Director Robert Schwentke and screenwriters Jon and Eric Hoeber work with a story from a graphic novel, and that’s part of the problem. Though this purports to be a comedy—that’s sure the message the ads convey—the tone is too inconsistent, the violence too persistent, and the laughs too spotty for it to work as such. (The violence and a bit of profanity earn it an appropriate “PG-13” rating.) Attempting to be true to its origins, the movie jumps around, the cinematography gets in your face, and the “action” sequences are literally incredible. All this may serve to spoof the very action/comedy genre which Willis, for instance, knows so well, but it lacks the energy of the “Die Hard” series which has become the aging superstar’s signature.

The languor sets in early on, as former CIA agent Frank Moses arises, puts out the trash in his suburban Cleveland neighborhood, and notes that his is the only house on the block lacking Christmas yard ornaments. The action picks up when he calls Sarah (Parker), a government retirement office worker in Kansas City, to complain that his check hasn’t arrived—again. He takes the occasion to flirt with her, clearly the highlight of his month and his barren life. (The sole decoration in his sterile house is a sprouting avocado pit.)

So when a hit squad tears apart his house one early morning, he and we are perplexed. But he’s savvy enough to head to KC, snatch the girl—who may be in danger because of her association with him—and speed off into the night, just ahead of the numerous people sent to kill him. Among this legion are a young CIA agent, William Cooper (Karl Urban), with a family back in D.C., a needlessly complicating factor that the filmmakers obviously couldn’t resist, given the siren call of Tom Clancy movies.
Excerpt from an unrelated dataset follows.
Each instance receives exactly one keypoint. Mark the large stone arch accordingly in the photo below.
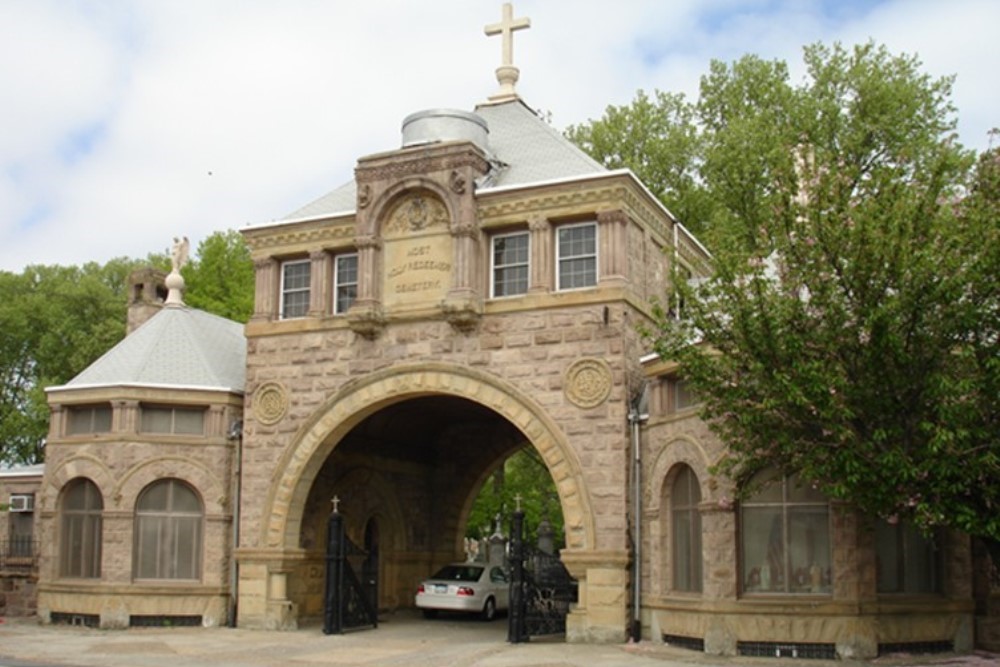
(317, 438)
On the road, he picks up several of his former CIA buddies and/or antagonists, most notably Freeman, Malkovich, and Mirren. All of them are in various stages of unhappiness about their retirement, so they not so reluctantly join Frank in his quest to find out who’s after him and some of them. (Don’t bother to ask why: I don’t have enough space to describe the back story.) Of the bunch, Malkovich, playing a paranoid survivalist who shows the effects of eleven years as an LSD experimental subject, brings the most life to the screen. Oscar-winner Mirren is enjoyable as ever, though I sometimes felt she had wandered into the wrong movie. Maybe it was the temptation to fire off lots of heavy weaponry.

Parker, showing her own age a bit, is fetching as a romance-reader who fears her spirit is suffocating in her cubicle prison. She adds some twinkle to the proceedings, and her character is the only one who shows any development—always a treat. You won’t be surprised to learn that Willis gets the girl and, to some extent, his life back, the movie concluding with a tongue-in-cheek happy ending.

“Red” won’t win any awards, though it will likely make some money on the strength of its cast, which appears to have joined in for the fun (and the profit) of it. If you wish to contribute to their well-being in old age, go for it.